Elizabeth D. Thuresson

The Membrane Binding Domains of Prostaglandin Endoperoxide H Synthases 1 and 2 PEPTIDE MAPPING AND MUTATIONAL ANALYSIS

Prostaglandin endoperoxide H synthases 1 and 2 (PGHS-1 and -2) are the major targets of nonsteroidal anti-inflammatory drugs. Both isozymes are integral membrane proteins but lack transmembrane domains. X-ray crystallographic studies have led to the hypothesis that PGHS-1 and -2 associate with only one face of the membrane bilayer through a novel, monotopic membrane binding domain (MBD) that is comprised of four short, consecutive, amphipathic α-helices (helices A–D) that include residues 74–122 in ovine PGHS-1 (oPGHS-1) and residues 59–108 in human PGHS-2 (hPGHS-2).
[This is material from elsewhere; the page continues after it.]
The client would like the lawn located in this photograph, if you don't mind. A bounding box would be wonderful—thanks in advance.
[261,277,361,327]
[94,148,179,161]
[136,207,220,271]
Previous biochemical studies from our laboratory showed that the MBD of oPGHS-1 lies somewhere between amino acids 25 and 166. In studies reported here, membrane-associated forms of oPGHS-1 and hPGHS-2 were labeled using the hydrophobic, photoactivable reagent 3-trifluoro-3-(m-[125I]iodophenyl)diazirine, isolated, and cleaved with AspN and/or GluC, and the photolabeled peptides were sequenced. The results establish that the MBDs of oPGHS-1 and hPGHS-2 reside within residues 74–140 and 59–111, respectively, and thus provide direct provide biochemical support for the hypothesis that PGHS-1 and -2 do associate with membranes through a monotopic MBD. We also prepared HelA, HelB, and HelC mutants of oPGHS-1, in which, for each helix, three or four hydrophobic residues expected to protrude into the membrane were replaced with small, neutral residues. When expressed in COS-1 cells, HelA and HelC mutants exhibited little or no catalytic activity and were present, at least in part, as misfolded aggregates. The HelB mutant retained about 20% of the cyclooxygenase activity of native oPGHS-1 and partitioned in subcellular fractions like native oPGHS-1; however, the HelB mutant exhibited an extra site of N-glycosylation at Asn104. When this glycosylation site was eliminated (HelB/N104Q mutation), the mutant lacked cyclooxygenase activity. Thus, our mutational analyses indicate that the amphipathic character of each helix is important for the assembly and folding of oPGHS-1 to a cyclooxygenase active form.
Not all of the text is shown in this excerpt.